Working on Linen

If you're new to working on linen, even if you've worked on other evenweaves, such as congress cloth, there are some tricks and tips that will make learning to stitch on this fabric easier.

When you look at the linen, you will see that the threads are not all the same size. Moreover, if you follow a thread across the fabric, you will see that a single thread changes size! The threads are "fat" and "thin," and sometimes there are "lumps" (called "slubs"). Yes, as you have deduced, your cross stitches will vary in size, but only minutely. "This is part of the charm of linen," says my mom.

Another you'll see when you look at the linen is that there is a lot of "air" in the weave. This means the weave is delicate. Actually, the linen threads that make up the fabric are -very- strong; it's just the weave that looks weak. The linen threads do move around in the weave, too.
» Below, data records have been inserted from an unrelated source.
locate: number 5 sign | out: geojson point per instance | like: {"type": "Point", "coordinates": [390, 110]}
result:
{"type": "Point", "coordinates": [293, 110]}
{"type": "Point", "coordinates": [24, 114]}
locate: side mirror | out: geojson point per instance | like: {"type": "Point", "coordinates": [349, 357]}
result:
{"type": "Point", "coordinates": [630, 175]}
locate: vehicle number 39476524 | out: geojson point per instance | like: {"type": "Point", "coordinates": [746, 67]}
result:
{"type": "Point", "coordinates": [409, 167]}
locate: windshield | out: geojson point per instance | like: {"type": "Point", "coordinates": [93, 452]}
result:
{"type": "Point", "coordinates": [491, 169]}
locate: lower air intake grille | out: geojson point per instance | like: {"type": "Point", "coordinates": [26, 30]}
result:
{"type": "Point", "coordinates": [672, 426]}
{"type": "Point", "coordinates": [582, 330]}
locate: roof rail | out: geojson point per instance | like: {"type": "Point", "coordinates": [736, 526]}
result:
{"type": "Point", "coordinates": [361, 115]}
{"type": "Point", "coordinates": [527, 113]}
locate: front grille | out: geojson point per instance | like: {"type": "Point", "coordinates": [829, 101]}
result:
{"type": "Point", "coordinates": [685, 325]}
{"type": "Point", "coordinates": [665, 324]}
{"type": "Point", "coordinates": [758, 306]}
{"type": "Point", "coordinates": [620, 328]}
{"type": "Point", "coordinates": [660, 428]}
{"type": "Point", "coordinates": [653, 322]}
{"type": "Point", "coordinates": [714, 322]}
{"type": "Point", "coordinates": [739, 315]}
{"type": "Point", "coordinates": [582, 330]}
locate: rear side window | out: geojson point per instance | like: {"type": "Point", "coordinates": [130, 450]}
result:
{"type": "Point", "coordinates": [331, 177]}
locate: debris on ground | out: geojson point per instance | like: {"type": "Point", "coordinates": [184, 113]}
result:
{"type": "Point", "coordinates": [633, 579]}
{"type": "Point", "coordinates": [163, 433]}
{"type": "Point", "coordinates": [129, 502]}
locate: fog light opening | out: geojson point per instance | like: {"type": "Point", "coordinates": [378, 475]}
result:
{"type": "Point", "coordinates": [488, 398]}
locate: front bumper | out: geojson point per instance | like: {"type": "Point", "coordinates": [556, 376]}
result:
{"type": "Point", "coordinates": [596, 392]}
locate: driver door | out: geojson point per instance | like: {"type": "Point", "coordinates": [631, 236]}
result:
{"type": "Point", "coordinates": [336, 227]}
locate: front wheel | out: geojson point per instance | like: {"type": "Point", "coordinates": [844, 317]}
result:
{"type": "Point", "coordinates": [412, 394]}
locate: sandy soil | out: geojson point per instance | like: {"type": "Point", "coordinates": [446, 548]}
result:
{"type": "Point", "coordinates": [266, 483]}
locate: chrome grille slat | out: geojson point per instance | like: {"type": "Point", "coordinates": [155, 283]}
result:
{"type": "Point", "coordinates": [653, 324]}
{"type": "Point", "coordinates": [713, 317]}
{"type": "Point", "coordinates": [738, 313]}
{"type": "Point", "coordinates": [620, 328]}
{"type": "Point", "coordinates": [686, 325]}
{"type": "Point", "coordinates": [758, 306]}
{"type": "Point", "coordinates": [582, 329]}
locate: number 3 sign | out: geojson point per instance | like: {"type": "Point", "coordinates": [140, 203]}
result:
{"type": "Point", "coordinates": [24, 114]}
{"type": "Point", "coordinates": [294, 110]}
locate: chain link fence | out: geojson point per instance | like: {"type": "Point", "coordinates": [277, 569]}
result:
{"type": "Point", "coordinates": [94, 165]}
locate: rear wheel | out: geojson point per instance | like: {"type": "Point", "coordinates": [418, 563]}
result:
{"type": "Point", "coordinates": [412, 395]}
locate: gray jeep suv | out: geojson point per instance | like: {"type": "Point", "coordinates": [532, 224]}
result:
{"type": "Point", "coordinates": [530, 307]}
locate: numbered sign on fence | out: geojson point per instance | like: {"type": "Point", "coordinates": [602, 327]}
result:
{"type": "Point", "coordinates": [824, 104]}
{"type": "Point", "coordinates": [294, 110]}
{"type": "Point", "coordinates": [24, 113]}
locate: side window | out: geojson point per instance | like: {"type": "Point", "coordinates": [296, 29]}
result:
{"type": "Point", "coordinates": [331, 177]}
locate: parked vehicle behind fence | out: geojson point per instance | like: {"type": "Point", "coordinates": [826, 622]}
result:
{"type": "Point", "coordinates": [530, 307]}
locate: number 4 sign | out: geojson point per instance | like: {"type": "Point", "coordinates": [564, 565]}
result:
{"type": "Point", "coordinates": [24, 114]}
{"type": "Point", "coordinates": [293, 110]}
The way to combat the "mobile" threads that make up the linen: start southwest of a vertical thread. If your first cross stitch leg goes like this - - / - - that is, from SW to NE, the leg will be going over that intersection with the vertical thread on top.

Take a moment and look at the cloth. Use magnification, if necessary. Look at two adjacent thread intersections. Do you see that one of them has a horizontal thread on top and the other has the vertical thread on top? You want to send your needle up in the hole to the bottom and left of ("SW of") the intersection where the vertical thread of the linen is on top.

When the first leg of the cross stitch is made over the vertical intersection, this helps stabilize the intersection.

There's another reason to start SW of a vertical thread.

Perhaps you have had the experience of having a cross stitch leg "disappear" under an intersection? Disappear to the point where you wonder whether you forgot to stitch that leg yet?

What probably has happened is that the thread has slipped down under that horizontal thread which was on top of the intersection. Think of that horizontal thread as a pocket on a jacket. Your diagonal thread slipped down into it.

If you think of the vertical thread as a tree, then your diagonal doesn't have anything to slip down into at all. There's no pocket on a tree!

This is what you want to simulate when you stitch on linen. Start with the "tree" on the top of the intersection so you don't form a "pocket."

Supposedly this "SW hole" is larger than the others, but I've never been able to see that this is so.

I do know, though, that starting SW of a vertical thread will keep your stitch from disappearing and will stabilize the intersection, so I do it!